参考スコア（独自算出の注目度）: 115.74855199827596
License: http://arxiv.org/licenses/nonexclusive-distrib/1.0/
Abstract: We present MiroThinker v1.0, an open-source research agent designed to advance tool-augmented reasoning and information-seeking capabilities. Unlike previous agents that only scale up model size or context length, MiroThinker explores interaction scaling at the model level, systematically training the model to handle deeper and more frequent agent-environment interactions as a third dimension of performance improvement. Unlike LLM test-time scaling, which operates in isolation and risks degradation with longer reasoning chains, interactive scaling leverages environment feedback and external information acquisition to correct errors and refine trajectories.
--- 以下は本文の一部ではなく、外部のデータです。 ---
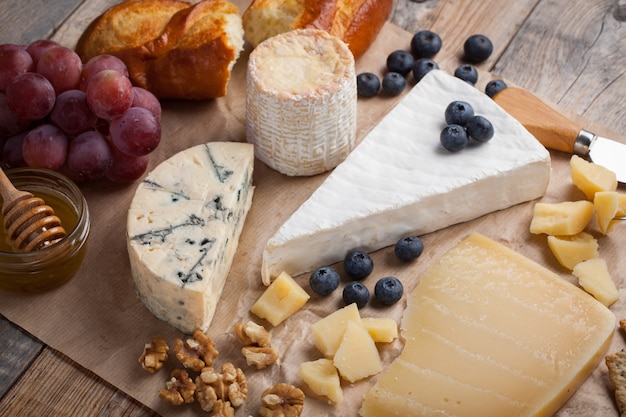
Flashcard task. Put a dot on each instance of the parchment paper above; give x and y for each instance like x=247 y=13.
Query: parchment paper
x=97 y=320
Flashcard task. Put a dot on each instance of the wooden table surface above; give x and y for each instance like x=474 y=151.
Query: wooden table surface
x=571 y=53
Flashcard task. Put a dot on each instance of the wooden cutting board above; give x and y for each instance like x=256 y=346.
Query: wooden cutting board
x=97 y=320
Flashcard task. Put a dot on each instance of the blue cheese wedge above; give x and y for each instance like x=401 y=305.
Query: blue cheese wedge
x=400 y=180
x=183 y=230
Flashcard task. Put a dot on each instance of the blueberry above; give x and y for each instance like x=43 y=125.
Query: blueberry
x=393 y=83
x=453 y=138
x=388 y=290
x=493 y=87
x=425 y=44
x=358 y=264
x=477 y=48
x=400 y=62
x=409 y=248
x=467 y=72
x=355 y=292
x=324 y=280
x=422 y=67
x=367 y=84
x=479 y=128
x=458 y=113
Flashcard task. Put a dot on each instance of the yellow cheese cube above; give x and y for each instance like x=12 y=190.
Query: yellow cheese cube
x=328 y=332
x=593 y=275
x=381 y=329
x=571 y=250
x=323 y=379
x=280 y=300
x=357 y=356
x=561 y=219
x=607 y=205
x=591 y=178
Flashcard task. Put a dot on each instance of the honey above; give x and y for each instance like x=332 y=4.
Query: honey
x=52 y=266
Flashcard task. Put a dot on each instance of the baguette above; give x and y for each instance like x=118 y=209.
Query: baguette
x=356 y=22
x=175 y=49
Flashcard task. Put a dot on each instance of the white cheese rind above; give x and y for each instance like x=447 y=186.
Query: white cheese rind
x=301 y=102
x=400 y=180
x=183 y=229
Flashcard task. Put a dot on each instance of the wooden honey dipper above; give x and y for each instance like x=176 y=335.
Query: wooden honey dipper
x=30 y=223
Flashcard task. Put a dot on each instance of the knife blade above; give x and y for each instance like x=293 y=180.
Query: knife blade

Through reinforcement learning, the model achieves efficient interaction scaling: with a 256K context window, it can perform up to 600 tool calls per task, enabling sustained multi-turn reasoning and complex real-world research workflows. Across four representative benchmarks-GAIA, HLE, BrowseComp, and BrowseComp-ZH-the 72B variant achieves up to 81.9%, 37.7%, 47.1%, and 55.6% accuracy respectively, surpassing previous open-source agents and approaching commercial counterparts such as GPT-5-high. Our analysis reveals that MiroThinker benefits from interactive scaling consistently: research performance improves predictably as the model engages in deeper and more frequent agent-environment interactions, demonstrating that interaction depth exhibits scaling behaviors analogous to model size and context length. These findings establish interaction scaling as a third critical dimension for building next-generation open research agents, complementing model capacity and context windows.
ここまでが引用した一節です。